Inga öffnete die Tür. Trudi Gehringsdorf, eine korpulente ältere Nachbarin, die während ihrer Abwesenheit den Briefkasten geleert und die Blumen gegossen hatte, stand aufgeregt mit dem Weser-Report in der Hand vor ihr. Dieses kostenlose Anzeigenblatt steckte immer mittwochs und sonntags im Kasten. Sie wedelte Inga mit der Zeitung vor dem Gesicht herum: »Mein Gott, wie gut, dass ihr wieder zurück seid. Wir hatten gestern schon alle befürchtet, dass ihr den Unfall hattet, von dem berichtet wurde.«

Inga fragte sich, wen sie wohl mit wir alle meinte, wo Trudi doch alleine lebte. Als sie sich die Zeitung genauer ansah, stockte ihr der Atem. Bremer Familie nur knapp dem Tod entkommen, ein Todesopfer durch Raserei auf der Autobahn stand dort als großer Aufmacher auf der Titelseite.

»Wir wussten doch, dass ihr Sonnabend unterwegs sein musstet und die Beschreibung einschließlich Marcs Alter passte genau. Als ich Rainer und Marc vor zehn Minuten mit ihren Rädern an meinem Küchenfenster vorbeikommen sah, fiel mir ein Stein vom Herzen und ich wusste, dass ich schon bei euch klingeln kann.« Ihr Redefluss sprudelte munter weiter, nur unterbrochen von kurzen, häufigen Atemzügen. »Gestern Abend hatte mich noch der nette Herr mit dem kleinen Dackel, der Herr Grümpel, beim Blumengießen im Garten angesprochen und erzählt, dass er euch gerade bei einem gemütlichen Spaziergang durch unser Wohnviertel gesehen hat. Obwohl ich noch nicht bemerkt hatte, dass Ihr schon zurück seid. Wir waren ja so erleichtert, dass ihr das nicht mit dem Unfall wart.«

In Ingas Kopf herrschte Chaos, ob die neugierige Trudi wirklich so dreist war und auf diese Art herausfinden wollte, ob sie den Unfall hatten.

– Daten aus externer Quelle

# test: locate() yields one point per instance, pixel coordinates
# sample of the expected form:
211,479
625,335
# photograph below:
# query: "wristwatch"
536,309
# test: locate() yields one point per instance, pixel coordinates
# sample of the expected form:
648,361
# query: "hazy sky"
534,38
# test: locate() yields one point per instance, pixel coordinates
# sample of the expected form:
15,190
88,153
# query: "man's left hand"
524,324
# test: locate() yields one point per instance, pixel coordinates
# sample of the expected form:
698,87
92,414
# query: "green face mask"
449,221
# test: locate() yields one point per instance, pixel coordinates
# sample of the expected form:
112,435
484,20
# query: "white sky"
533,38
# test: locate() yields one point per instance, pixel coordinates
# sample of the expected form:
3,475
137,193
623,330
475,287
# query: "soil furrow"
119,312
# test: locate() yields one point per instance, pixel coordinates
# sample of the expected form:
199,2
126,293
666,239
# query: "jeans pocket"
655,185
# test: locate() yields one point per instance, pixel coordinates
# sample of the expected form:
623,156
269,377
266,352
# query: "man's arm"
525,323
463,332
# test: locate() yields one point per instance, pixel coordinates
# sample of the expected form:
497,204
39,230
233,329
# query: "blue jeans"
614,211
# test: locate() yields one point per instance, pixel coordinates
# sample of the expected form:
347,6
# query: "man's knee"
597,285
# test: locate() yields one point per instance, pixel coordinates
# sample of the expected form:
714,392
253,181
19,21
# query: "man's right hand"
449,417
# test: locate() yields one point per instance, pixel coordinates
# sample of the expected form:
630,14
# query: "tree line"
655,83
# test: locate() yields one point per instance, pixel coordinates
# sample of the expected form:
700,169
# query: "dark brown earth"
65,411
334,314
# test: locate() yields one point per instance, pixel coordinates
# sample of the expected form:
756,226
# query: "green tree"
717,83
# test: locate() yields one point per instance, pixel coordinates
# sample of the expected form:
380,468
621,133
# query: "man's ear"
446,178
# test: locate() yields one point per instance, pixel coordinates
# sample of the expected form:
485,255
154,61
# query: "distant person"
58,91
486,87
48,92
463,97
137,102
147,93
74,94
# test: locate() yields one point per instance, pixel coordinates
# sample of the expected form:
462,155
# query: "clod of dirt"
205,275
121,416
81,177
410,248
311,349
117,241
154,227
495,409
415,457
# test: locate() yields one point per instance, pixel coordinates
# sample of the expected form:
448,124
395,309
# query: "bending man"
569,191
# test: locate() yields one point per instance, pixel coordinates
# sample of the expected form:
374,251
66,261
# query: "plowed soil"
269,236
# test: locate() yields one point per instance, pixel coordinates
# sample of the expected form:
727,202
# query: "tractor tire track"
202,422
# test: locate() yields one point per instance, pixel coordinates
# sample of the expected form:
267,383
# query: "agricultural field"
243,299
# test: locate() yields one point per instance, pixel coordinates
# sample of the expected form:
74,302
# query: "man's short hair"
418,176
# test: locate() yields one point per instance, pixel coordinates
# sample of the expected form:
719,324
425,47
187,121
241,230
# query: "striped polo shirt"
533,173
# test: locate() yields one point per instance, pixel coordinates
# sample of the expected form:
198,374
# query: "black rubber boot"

Inga überlegte kurz, ob sie den Unfall einfach verschweigen sollte, sie hatte weniger als keine Lust, darüber jetzt mit ihrer klatschsüchtigen Nachbarin zu sprechen. Auf der anderen Seite würde die sowieso bald merken, dass sie praktisch mit nichts zurückgekehrt waren. Während sie noch sinnierend in der Haustür stand, bog Rainer mit dem Rad um die Ecke, am Lenker baumelte eine Tüte vom Supermarkt. Er rief: »Wir sind hier schon berühmt, ganz viele haben mich unterwegs auf unseren Unfall angesprochen.«

Da war nichts mehr zu überlegen und Trudi Gehringsdorf fiel die Kinnlade herunter. Sie schlug die Hände vor das Gesicht und meinte: »Oh nein, und ich klingel auch noch so früh bei dir, Inga, wo Du Dich doch bestimmt noch erholen musst, seid ihr wirklich nicht verletzt?« Inga schüttelte nur leicht mit dem Kopf, denn diese Bewegung tat noch immer höllisch weh. »Da will ich Euch jetzt aber in Ruhe lassen, ich komme heute Nachmittag noch mal wieder.« Mit dieser Drohung machte sie auf dem Absatz kehrt.

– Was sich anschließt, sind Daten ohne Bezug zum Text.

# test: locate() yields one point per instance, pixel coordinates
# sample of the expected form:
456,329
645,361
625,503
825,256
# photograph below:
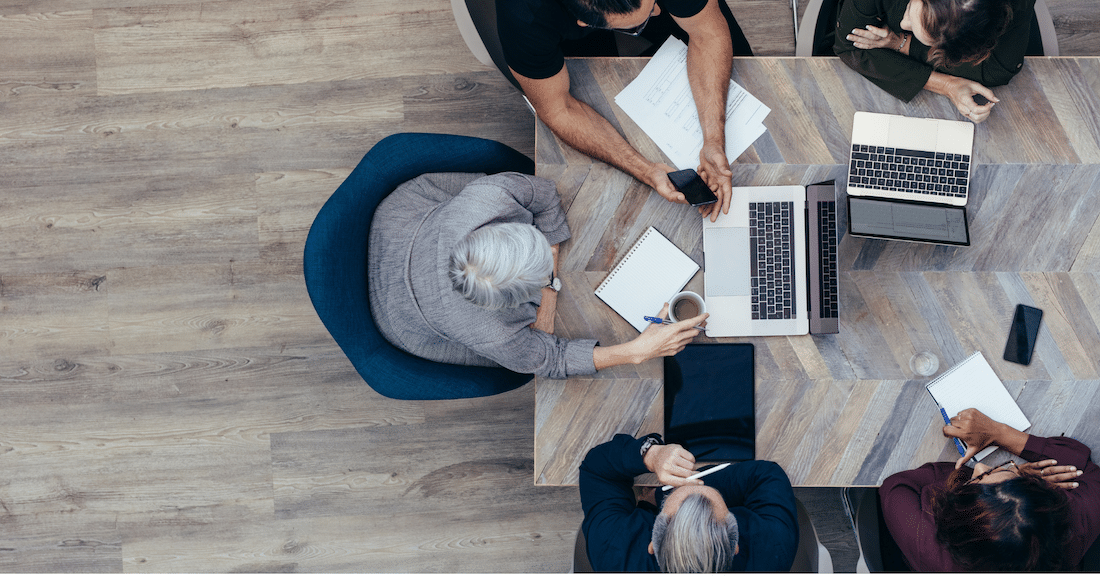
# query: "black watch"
651,441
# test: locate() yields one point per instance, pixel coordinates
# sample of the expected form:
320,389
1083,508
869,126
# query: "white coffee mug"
685,296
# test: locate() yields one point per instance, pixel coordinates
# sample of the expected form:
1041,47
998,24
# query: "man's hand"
1060,476
672,465
873,37
714,169
960,92
658,178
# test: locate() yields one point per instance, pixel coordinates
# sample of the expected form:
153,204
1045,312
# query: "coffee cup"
685,305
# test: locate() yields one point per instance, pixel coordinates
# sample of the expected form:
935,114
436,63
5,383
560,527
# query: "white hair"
693,540
501,265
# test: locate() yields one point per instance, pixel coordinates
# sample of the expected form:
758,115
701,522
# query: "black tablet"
710,401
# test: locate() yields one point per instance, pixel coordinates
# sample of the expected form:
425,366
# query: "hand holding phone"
692,186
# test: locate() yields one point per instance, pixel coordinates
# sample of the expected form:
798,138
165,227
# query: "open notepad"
650,274
974,384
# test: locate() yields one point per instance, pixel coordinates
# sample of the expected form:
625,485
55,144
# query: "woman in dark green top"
957,48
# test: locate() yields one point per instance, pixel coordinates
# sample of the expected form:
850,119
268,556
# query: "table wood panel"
847,409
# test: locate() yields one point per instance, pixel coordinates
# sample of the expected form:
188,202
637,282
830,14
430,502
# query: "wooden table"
846,409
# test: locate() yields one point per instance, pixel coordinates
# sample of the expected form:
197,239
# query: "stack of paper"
659,100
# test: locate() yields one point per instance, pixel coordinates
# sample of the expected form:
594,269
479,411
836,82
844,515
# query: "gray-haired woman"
462,270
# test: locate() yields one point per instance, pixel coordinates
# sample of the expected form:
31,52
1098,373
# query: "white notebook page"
648,276
974,384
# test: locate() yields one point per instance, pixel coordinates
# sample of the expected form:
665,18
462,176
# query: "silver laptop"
770,264
911,158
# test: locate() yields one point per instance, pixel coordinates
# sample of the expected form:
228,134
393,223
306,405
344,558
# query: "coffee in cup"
685,305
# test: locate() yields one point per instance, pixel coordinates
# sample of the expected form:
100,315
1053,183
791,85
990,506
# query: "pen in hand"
655,320
958,443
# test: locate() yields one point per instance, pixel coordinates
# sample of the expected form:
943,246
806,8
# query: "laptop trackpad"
727,267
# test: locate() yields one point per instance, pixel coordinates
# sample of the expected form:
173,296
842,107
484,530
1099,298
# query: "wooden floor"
168,399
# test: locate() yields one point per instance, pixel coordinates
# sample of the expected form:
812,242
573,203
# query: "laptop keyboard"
827,279
909,170
771,254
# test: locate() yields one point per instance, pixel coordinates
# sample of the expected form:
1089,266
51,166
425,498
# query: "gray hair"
501,265
693,540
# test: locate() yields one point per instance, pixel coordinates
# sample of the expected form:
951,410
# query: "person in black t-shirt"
532,33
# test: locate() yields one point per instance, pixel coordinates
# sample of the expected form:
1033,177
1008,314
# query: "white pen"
700,475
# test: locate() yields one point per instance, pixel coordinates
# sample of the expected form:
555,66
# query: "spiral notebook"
974,384
650,274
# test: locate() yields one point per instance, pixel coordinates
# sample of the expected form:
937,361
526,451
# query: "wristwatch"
651,441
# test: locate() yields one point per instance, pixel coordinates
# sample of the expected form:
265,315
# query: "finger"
970,452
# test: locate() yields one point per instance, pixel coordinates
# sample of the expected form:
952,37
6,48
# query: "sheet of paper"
660,101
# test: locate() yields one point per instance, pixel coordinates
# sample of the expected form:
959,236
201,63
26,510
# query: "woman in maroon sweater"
1040,516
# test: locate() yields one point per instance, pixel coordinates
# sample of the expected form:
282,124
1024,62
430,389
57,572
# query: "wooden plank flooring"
168,400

»Die telefoniert gleich als Erstes ihren ganzen Telefonnummernspeicher durch und spielt rasende Berichterstatterin, glaube mir«, sagte Rainer. »Lass uns mal sofort frühstücken, damit wir gestärkt sind, wenn weitere Neugierige kommen. Marc ist gleich vom Supermarkt zu Stefan gefahren, der hatte ihm schon eine Email geschrieben, dass er sich bei ihm melden soll, sobald er wieder in Bremen ist. Ich denke, Marc will so dem Rummel aus dem Weg gehen, der hier bald losgehen könnte.«

Inga lächelte unsicher: »Ich verzichte auch freiwillig auf jeden neugierigen Mitleidsbesuch! Glaubst du wirklich, dass unsere Freunde und Bekannten so dreist und neugierig sind und sich gleich bei uns melden?«

Rainer nickte bestätigend, legte beschützend seinen Arm um ihre schmalen Schultern und lenkte sie in die Küche. Dort schob er sie in Richtung Stuhl, worauf sie sich dankbar niederließ. Rainer kochte zuerst einen starken Kaffee, deckte den Tisch und zog die Brötchen und die frische Auflage aus der Tüte. Dann ließ er es sich schmecken, während Inga an ihrer trockenen Brötchenhälfte herumknabberte und bei jedem Geräusch zuckte, weil sie dachte, es kämen schon die ersten Besucher. Sie fühlte sich zerschlagen und verklebt. Sie beschloss, gleich zu duschen, danach ging es einem ja oft schon besser.

*

Die Nachricht breitete sich schnell über die Nachbarschaft hinaus aus, zumal auch die Bremer Nachrichten und der Weser-Kurier vom Unfall berichtet hatten. Als ein Redakteur des Regionalteils erfuhr, dass die Bremer Familie bei dem Unfall nur glücklich mit dem Leben davongekommen war, weil sie ein modernes Fahrzeug mit Airbags, Seitenaufprallschutz und Gurtstraffern auf allen Plätzen besaß und die Mutter obendrein durch einen Zufall hinten und nicht auf dem zerstörten Beifahrersitz saß, rückte er mit einem Fotografen zum Interview an.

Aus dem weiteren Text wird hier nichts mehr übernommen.